This document contains our customers' most Frequently Asked Questions about the Roofline feature of Intel® Advisor.
- What is Intel® Advisor Roofline analysis?
-
Intel® Advisor is a vectorization and threading tool, designed to help you locate and overcome performance bottlenecks in your programs. Roofline is one of the many tools provided by Advisor to assist you in this.
Advisor’s Roofline Analysis is an automatically-generated cache-aware roofline chart – a method of visually representing a program’s current and potential performance in relation to hardware-imposed limitations like memory bandwidth and compute capacity, as proposed in a paper from the University of California at Berkeley and expanded upon in a paper from the Technical University of Lisbon.
More detailed information on the nature and purpose of Roofline charts is available here.
- How do I use the Intel® Advisor Roofline analysis?
-
We have a getting started guide available here, and a seventeen-minute tutorial video here.
- How does Intel® Advisor Roofline analysis count FLOPS?
-
Advisor counts actual executed floating point instructions during the Trip Counts phase of analysis (the "per second" part of the metric is collected during the lightweight Survey analysis phase). It does not count single- and double-precision floating point operations separately. Floating point addition (+), subtraction (-), multiplication (*), and division (/) are counted as one operation each. A floating point fused multiply-add is considered two operations. For a SIMD instruction, it multiplies the operation count for the instruction by the number of vector elements used. It also takes into account the mask register state for AVX-512.
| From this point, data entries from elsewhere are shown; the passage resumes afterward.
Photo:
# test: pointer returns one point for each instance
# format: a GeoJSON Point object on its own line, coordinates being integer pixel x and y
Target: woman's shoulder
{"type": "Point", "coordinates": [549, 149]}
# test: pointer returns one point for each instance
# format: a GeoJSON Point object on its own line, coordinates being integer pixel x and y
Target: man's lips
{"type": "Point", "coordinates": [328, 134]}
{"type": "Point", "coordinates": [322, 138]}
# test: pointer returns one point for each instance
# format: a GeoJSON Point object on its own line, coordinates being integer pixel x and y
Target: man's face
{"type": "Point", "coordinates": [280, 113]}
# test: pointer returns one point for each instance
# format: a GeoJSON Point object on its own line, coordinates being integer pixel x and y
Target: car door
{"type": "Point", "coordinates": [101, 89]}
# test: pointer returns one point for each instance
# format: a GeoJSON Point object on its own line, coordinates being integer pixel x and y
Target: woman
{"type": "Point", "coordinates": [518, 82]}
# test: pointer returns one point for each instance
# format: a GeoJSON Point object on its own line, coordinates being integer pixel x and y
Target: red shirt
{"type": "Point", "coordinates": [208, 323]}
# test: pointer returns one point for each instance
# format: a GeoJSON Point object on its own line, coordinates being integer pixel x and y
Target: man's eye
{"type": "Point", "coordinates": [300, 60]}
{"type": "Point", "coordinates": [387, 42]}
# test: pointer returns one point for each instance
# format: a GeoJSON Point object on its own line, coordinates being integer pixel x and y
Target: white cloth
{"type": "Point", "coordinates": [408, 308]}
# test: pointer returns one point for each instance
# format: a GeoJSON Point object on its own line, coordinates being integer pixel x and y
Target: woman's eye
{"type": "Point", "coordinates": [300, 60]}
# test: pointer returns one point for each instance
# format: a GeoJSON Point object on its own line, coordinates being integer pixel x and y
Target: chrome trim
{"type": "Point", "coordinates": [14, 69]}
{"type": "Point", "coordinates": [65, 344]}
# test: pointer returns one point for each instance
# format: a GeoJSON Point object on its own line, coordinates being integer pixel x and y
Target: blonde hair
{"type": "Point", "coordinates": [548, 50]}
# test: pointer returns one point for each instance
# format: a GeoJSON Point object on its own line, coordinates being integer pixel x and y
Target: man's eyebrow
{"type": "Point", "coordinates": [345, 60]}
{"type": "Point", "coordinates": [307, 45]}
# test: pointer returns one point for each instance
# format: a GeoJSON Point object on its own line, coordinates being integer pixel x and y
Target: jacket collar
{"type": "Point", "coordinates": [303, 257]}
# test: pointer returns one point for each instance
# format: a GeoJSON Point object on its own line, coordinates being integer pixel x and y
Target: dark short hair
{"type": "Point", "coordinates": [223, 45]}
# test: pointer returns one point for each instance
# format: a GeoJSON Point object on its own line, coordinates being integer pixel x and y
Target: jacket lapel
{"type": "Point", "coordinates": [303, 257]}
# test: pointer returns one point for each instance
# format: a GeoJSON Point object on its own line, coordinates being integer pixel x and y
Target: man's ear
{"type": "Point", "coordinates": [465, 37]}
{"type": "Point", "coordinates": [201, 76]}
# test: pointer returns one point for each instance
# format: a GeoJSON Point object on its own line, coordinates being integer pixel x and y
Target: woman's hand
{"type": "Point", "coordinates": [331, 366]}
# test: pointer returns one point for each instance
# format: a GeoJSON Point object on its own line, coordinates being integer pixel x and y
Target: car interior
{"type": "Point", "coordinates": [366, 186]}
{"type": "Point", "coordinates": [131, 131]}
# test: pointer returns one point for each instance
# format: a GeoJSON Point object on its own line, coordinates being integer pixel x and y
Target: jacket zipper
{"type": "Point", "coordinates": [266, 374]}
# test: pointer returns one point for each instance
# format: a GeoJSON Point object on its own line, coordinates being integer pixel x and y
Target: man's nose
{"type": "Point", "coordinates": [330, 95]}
If a math function is an instruction, such as exp or sqrt, Intel® Advisor counts it as one operation. If it is a math library call, such as sin or cos, Intel® Advisor counts the actual number of compute instructions in Chebyshev/Taylor decomposition in the routine implementation.
It should be noted that FLOPS data is assigned to the function call itself and not to the loop calling the function. This is called selftime-based FLOPS counting. More information is available here.
- How does Intel® Advisor Roofline analysis calculate arithmetic intensity?
-
Intel® Advisor implements a cache-aware roofline model that is different from the classic roofline visual performance model. The primary difference involves computing operational intensity: all memory and cache transactions are counted, not just DDR transactions.
To expose cache usage effectiveness, the cache-aware roofline model also introduces separate rooflines for all cache levels. A loop positioned above a particular roofline on a roofline plot means that most of the loop data fits into caches of the appropriate level. In other words, the Intel Advisor counts memory operations analyzing actual instructions, not DRAM traffic.
This means that in cache-aware rooflines, arithmetic intensity is a property of a particular algorithm, and will not be affected by problem size changes or cache usage optimizations, unless the algorithm changes in the process.
Intel® Advisor may implement a classic roofline in future releases. If you need the classic roofline chart, contact vector_advisor@intel.com.
- Can I use Intel® Advisor Roofline on multithreaded programs?
-
Intel® Advisor Roofline analysis can calculate roof position, arithmetic intensity, and FLOPS for both multithreaded and single-threaded applications. Please note that multithreaded applications compute FLOPS per loop/function using the Elapsed Time metric, which can be viewed in the Survey report.
By default, the Roofline displays the roofs calculated for multithreaded applications. To view the roofs for single-threaded applications, simply check the Use Single-Threaded Roofs checkbox in the Roofline toolbar.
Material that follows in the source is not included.